November 13, 2013

Mandatory SpendingOption 12

Function 600 - Income Security

Eliminate Subsidies for Certain Meals in the National School Lunch and School Breakfast Programs

(Billions of dollars) 2014 2015 2016 2017 2018 2019 2020 2021 2022 2023 2014-2018 2014-2023
Change in Outlays -0.1 -0.7 -1.0 -1.0 -1.1 -1.1 -1.2 -1.2 -1.3 -1.3 -3.9 -10.1

Note: This option would take effect in July 2014.

The National School Lunch Program and the School Breakfast Program provide funds that enable public schools, nonprofit private schools, and residential child care institutions to offer subsidized meals and snacks to students. In the 2013–2014 school year, federal subsidies for each lunch are $0.57 and for each breakfast are $0.28 for many students in households with income above 185 percent of the federal poverty guidelines (commonly known as the federal poverty level, or FPL). The programs provide larger subsidies for meals served to students from households with income at or below 185 percent of the FPL and above 130 percent of the FPL, and still larger subsidies to students from households with income at or below 130 percent of the FPL. As a result of the subsidies, students from households with income at or below 130 percent of the FPL pay nothing for their meals.

This option would eliminate the subsidies for meals served to students from households with income greater than 185 percent of the FPL beginning in July 2014. The Congressional Budget Office estimates that the option would reduce federal spending by $10 billion through 2023.
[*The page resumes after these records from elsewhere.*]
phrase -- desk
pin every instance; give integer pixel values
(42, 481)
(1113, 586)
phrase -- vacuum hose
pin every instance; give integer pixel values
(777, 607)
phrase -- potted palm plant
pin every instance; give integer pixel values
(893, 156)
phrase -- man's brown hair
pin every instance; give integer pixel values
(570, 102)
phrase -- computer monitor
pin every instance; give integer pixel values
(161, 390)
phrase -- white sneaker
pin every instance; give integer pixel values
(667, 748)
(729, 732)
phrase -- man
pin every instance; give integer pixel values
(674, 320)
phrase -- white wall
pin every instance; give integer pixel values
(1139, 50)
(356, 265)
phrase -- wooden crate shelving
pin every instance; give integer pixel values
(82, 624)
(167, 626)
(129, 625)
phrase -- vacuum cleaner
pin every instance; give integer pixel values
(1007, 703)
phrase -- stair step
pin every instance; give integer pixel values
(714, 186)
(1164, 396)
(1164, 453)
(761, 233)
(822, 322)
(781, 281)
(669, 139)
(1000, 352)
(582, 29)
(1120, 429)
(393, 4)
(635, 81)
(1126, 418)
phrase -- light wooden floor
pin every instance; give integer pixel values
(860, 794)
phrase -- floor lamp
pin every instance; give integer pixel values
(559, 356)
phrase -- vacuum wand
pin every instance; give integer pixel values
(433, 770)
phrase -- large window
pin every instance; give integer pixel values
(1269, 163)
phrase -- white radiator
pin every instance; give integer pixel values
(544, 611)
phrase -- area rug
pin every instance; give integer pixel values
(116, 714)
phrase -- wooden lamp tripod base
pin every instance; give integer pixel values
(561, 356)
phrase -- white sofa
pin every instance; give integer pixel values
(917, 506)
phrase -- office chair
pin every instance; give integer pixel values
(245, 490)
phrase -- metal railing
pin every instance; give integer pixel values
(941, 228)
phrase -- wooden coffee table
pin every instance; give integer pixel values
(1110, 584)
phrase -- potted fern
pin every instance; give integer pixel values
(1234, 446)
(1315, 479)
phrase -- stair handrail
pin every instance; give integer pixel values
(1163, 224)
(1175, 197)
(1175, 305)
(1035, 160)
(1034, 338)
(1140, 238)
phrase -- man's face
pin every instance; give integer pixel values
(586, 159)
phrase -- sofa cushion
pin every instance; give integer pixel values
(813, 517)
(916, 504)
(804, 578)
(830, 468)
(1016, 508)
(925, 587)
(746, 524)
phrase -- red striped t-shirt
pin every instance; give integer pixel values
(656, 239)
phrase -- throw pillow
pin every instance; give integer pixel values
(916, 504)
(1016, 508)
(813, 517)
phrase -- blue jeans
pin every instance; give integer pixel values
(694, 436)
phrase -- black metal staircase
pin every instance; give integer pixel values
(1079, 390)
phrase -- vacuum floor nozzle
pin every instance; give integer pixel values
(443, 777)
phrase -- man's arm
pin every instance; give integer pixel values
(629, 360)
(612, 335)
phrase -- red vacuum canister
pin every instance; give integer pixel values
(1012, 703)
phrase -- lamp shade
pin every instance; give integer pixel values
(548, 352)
Under current law, federal subsidies for meals served to students from households with income greater than 185 percent of the FPL can include base cash subsidies, certain commodities, and, for those schools in compliance with federal nutrition guidelines, an additional cash subsidy. In the 2013–2014 school year, the base cash subsidies for meals served to students from households with income greater than 185 percent of the FPL are $0.28 per lunch and $0.28 per breakfast; for after-school snacks provided to such students, the amount is $0.07. All participating schools also receive commodities—food from the Department of Agriculture, such as fruit and meat—with a value of $0.23 per lunch. Schools do not receive commodities for breakfasts or snacks. Schools that are in compliance with federal nutrition guidelines receive an additional cash subsidy of $0.06 per lunch. (Schools in Alaska and Hawaii and schools with large numbers of meals served to students from households with income at or below 185 percent of the FPL receive additional subsidies.)

The primary rationale for this option is that it would target federal subsidies to those most in need. No clear justification exists for subsidizing meals for students who are not from low-income households, and because the subsidies for meals served to students from households with income greater than 185 percent of the FPL are small, the effect of the option on those students and the members of their households would probably be minimal.

A rationale against this option is that schools would probably offset part or all of the loss of the subsidies by increasing the prices they charge higher-income students for meals. In addition, schools that incur costs to administer the programs that are greater than the subsidies they receive for meals served to students from households with income at or below 185 percent of the FPL might leave the programs. Eligible students at such schools would no longer receive subsidized meals, and the meals served at those schools would no longer have to meet any of the other requirements of the programs (including the nutrition guidelines).